A reportagem questionava a opção da cúpula do jornalismo da TV Globo por divulgar amplamente as imagens do dinheiro, em detrimento de noticiar a tragédia do avião da Gol (que caiu na Floresta Amazônica, naquela data, matando 154 pessoas). Revelava ainda que o comportamento da Globo na cobertura do caso do dossiê ‘provocou reclamações de vários funcionários da emissora, porque não havia um tratamento igual para as duas pontas da história’. Esses fatos editoriais, segundo a revista, evidenciavam um ‘golpe através da mídia’ que conseguira levar as eleições presidenciais para um segundo turno.
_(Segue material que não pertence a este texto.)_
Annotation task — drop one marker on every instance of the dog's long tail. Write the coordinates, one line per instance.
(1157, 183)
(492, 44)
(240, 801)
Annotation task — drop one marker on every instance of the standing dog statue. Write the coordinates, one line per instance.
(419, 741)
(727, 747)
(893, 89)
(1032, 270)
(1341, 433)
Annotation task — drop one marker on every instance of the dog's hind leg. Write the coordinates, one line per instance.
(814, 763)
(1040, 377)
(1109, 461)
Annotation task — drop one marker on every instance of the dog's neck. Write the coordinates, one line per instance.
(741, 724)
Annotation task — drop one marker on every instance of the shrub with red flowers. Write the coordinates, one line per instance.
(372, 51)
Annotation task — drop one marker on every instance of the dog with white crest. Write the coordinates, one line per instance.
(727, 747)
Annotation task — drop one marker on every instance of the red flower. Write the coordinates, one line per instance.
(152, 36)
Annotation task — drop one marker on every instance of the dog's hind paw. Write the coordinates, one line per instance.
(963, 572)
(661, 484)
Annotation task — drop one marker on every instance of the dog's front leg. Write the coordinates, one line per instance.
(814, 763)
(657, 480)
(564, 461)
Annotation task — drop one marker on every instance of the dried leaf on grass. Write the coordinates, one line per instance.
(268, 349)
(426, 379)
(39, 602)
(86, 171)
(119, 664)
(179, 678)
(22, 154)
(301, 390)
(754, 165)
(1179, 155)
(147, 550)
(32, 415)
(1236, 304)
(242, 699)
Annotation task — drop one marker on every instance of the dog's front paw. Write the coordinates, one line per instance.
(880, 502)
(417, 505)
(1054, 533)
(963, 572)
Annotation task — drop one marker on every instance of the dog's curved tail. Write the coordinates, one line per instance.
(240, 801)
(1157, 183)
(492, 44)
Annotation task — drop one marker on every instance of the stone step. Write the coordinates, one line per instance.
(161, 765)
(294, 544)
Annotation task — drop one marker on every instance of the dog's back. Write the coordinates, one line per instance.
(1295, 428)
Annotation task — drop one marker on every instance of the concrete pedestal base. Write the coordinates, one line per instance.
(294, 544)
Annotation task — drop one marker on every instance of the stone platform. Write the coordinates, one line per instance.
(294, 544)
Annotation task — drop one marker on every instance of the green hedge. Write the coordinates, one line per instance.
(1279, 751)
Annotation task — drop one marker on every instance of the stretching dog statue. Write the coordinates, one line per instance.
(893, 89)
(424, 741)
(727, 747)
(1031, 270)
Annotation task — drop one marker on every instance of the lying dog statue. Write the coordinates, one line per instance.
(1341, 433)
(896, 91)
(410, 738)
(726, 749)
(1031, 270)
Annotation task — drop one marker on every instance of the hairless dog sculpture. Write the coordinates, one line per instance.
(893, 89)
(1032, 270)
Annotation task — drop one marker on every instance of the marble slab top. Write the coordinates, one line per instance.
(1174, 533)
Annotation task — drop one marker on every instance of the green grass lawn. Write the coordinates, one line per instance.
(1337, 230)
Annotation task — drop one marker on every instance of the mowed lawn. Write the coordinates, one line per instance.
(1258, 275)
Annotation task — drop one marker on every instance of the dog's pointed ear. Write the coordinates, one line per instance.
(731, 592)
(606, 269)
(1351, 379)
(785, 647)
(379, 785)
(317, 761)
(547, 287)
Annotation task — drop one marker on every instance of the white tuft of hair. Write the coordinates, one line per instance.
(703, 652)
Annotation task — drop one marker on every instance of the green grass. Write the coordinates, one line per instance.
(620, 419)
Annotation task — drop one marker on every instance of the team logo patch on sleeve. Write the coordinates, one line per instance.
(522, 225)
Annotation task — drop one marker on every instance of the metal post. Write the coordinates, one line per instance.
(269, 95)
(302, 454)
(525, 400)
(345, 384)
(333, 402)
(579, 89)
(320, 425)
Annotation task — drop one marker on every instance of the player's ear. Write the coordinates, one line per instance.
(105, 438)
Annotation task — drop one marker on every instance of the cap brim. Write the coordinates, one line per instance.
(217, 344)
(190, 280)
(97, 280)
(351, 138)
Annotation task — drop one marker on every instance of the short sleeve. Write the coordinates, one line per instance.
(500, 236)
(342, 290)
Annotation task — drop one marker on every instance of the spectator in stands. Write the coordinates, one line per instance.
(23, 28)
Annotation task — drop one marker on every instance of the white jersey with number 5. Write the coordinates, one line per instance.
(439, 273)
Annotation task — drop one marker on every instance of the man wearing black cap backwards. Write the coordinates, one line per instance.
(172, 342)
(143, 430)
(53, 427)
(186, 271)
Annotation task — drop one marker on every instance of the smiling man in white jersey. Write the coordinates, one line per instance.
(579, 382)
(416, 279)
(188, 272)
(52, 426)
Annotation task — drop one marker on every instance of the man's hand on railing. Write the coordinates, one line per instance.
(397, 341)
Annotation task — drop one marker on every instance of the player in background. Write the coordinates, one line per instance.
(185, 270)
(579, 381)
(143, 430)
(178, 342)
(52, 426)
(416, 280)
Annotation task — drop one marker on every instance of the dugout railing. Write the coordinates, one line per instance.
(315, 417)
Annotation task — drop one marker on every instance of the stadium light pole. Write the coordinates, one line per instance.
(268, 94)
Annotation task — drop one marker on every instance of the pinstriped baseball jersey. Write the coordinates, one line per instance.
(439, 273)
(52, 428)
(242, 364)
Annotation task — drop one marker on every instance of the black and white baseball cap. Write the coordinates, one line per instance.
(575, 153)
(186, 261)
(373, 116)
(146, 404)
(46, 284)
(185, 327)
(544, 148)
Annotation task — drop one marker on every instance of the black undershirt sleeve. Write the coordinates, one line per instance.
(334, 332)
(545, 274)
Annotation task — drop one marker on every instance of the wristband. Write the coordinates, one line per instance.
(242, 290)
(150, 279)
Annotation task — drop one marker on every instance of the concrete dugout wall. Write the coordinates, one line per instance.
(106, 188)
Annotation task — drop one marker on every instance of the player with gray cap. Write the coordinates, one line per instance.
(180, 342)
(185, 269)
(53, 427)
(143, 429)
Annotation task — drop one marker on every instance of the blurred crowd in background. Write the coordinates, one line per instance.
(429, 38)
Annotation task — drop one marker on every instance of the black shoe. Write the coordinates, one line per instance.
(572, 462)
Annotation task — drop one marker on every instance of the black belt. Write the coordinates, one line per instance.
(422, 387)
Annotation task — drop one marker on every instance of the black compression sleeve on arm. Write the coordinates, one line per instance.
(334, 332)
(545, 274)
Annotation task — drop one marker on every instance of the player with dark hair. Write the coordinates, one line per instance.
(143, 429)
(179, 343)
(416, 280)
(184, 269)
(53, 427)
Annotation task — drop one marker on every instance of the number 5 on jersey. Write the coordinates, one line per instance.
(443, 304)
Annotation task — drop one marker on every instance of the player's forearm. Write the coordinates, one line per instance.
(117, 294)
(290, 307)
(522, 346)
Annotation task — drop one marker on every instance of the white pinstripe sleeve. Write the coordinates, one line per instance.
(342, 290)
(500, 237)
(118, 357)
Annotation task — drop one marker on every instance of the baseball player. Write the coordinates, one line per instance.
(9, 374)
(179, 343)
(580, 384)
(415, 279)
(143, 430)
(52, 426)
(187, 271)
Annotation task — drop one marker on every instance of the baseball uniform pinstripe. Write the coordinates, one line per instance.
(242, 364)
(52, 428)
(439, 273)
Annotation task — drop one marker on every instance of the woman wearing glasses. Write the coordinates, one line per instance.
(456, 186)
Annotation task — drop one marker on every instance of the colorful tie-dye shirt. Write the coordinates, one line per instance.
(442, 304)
Numa edição posterior da revista CartaCapital, em 25 de outubro, Raimundo Pereira e Antônio Carlos Queiroz publicaram ‘O Dossiê da Mídia’, um segundo capítulo com novos registros sobre a ação do jornalismo no Brasil. Nesta mesma edição, a revista publicou uma carta de Ali Kamel, diretor-executivo da Central Globo de Jornalismo, na qual ele defende as escolhas editoriais da empresa; afirma que eram falsas as premissas utilizadas por Carta Capital ao dirigir-se à emissora na matéria ‘A trama que levou ao segundo turno’; que os episódios apontados não existiram e que a revista tinha por objetivo colocar em dúvida a isenção da TV Globo em relação ao PT. Kamel repudiava a suposição de que jornalistas da Globo e a própria emissora possam perder de vista o compromisso com a ética e se submetam a objetivos políticos subalternos. ‘Não sou movido a paixões políticas e meu compromisso é apenas com a minha profissão: relatar os fatos com correção e imparcialidade, não importando se beneficiam ou prejudicam esta ou aquela corrente política’, escreveu.


Em dezembro, tornou-se pública uma carta de despedida que Rodrigo Vianna – ex-repórter especial da TV Globo em São Paulo – encaminhou aos colegas da empresa, onde ele reclama da intervenção minuciosa nos textos dos profissionais, das trocas de palavras a mando de chefes, das entrevistas de candidatos escolhidas a dedo e a distância, ‘por um personagem quase mítico que paira sobre a redação’, o qual, segundo ele, alterava trechos e mudava palavras nos textos apurados. Vianna desabafou com os colegas que já teve orgulho de participar do ‘jornalismo comunitário, da cobertura política’ da Globo, a qual integrou de 98 a 2006. Lamentava, entretanto, a cobertura das eleições de 2006. ‘O que vivemos aqui entre setembro e outubro de 2006 não foi ficção’, escreve.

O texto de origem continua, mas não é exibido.